Se trata de uno de los personajes más cercanos al presidente Petro. Se conocen desde el M-19 en Santander, coincidieron en el ejercicio político como desmovilizados y recientemente CRG jugó un papel fundamental en la adhesión de la mayoría del Partido Verde a la campaña de Petro. En las pasadas elecciones, CRG le prestó 750 millones de pesos al partido Colombia Humana y 3.500 millones al Verde.
Ya en el gobierno y a pesar del antecedente de haber sido condenado por hechos relacionados con corrupción cuando fue concejal de Bucaramanga, Petro nombró a CRG director del Departamento Administrativo de la Presidencia (DAPRE). De acuerdo con la Fiscalía, desde este importante cargo, CRG coordinó una megaoperación de corrupción para sobornar a congresistas, entre ellos los entonces presidentes del Senado y la Cámara. Le imputaron los delitos de cohecho por dar u ofrecer, peculado por apropiación en favor de terceros y enriquecimiento ilícito.
Las actuaciones del Gobierno sugieren más interés en la impunidad que en la justicia. El primero en contribuir a ese propósito fue el propio Petro, quién después de que estallara el escándalo, nombró a CRG en la Dirección Nacional de Inteligencia, cargo ideal para encubrir los presuntos delitos que habría cometido desde el DAPRE.
Posterior a su salida del gobierno y ya en calidad de indiciado en un proceso penal, funcionarios de la Embajada de Colombia en Nicaragua solicitaron la residencia para CRG, la cual una vez obtenida, sirvió para tramitar su asilo. Después, con la fuga consumada, el Gobierno de Colombia solicitó la extradición de CRG, negada por el Gobierno de Ortega y justificada por Petro en los antiguos vínculos del M-19 y la guerrilla sandinista. Como prueba de la pantomima, Daniel Coronell reveló que el Embajador encargado que solicitó la extradición de González, vivió hasta la semana pasada en la misma casa con el prófugo.

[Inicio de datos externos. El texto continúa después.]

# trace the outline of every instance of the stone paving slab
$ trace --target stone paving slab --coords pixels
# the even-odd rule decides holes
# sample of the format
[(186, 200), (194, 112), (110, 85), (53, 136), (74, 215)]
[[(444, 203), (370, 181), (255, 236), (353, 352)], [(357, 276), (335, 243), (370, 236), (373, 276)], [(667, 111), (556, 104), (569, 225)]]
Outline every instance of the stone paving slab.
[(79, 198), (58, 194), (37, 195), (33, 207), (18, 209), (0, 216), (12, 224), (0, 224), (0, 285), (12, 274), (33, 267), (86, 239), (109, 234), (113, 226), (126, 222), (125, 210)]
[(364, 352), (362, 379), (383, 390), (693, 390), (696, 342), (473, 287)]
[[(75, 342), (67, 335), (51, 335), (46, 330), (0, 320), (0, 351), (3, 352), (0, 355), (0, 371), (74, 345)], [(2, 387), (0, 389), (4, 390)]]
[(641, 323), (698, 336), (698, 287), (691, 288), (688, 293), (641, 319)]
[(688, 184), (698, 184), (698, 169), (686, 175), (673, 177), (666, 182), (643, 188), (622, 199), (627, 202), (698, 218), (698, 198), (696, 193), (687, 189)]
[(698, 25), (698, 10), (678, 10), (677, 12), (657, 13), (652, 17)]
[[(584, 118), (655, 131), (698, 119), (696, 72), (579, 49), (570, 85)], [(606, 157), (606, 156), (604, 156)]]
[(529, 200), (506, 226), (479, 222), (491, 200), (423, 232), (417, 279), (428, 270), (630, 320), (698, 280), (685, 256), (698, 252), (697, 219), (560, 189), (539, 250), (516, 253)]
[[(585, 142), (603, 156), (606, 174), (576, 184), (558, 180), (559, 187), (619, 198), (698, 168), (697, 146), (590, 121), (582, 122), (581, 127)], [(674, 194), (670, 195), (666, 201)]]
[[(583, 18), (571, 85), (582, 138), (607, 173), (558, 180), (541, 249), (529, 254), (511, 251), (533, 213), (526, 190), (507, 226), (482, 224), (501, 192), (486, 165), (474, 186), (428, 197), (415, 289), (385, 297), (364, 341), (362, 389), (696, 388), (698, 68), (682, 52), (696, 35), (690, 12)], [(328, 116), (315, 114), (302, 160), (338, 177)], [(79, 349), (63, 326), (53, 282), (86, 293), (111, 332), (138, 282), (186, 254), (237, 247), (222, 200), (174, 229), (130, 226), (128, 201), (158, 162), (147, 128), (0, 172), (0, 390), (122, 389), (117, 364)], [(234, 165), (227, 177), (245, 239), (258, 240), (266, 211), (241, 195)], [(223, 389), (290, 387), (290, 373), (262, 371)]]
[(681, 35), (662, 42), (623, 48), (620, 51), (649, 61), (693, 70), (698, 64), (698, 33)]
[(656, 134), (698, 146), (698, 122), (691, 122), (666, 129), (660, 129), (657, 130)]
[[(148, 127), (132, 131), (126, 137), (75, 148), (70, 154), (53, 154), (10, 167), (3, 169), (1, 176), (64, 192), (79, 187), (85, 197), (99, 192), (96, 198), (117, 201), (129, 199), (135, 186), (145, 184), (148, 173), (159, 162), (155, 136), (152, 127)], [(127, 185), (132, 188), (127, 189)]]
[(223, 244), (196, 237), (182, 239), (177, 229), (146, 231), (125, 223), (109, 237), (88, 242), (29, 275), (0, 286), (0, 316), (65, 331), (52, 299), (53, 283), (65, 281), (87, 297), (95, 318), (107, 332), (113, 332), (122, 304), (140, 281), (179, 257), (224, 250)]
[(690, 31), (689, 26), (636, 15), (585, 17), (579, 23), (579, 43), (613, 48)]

Desafortunadamente, el Gobierno de Petro carece de autoridad moral para criticar el abusivo uso del asilo para encubrir a corruptos, pues ha contribuido a desnaturalizarlo al concederle la figura al expresidente panameño Martinelli condenado por corrupción.
El 2 de octubre de 2019, el entonces senador Petro escribió en su cuenta de X: “La fuga de Aída (Merlano) es una fuga de Estado”. Pues bien, si entonces existían motivos para sostener esa afirmación, lo acontecido con CRG evidencia que la fuga es responsabilidad política del Estado, cuya cabeza ahora es Gustavo Petro.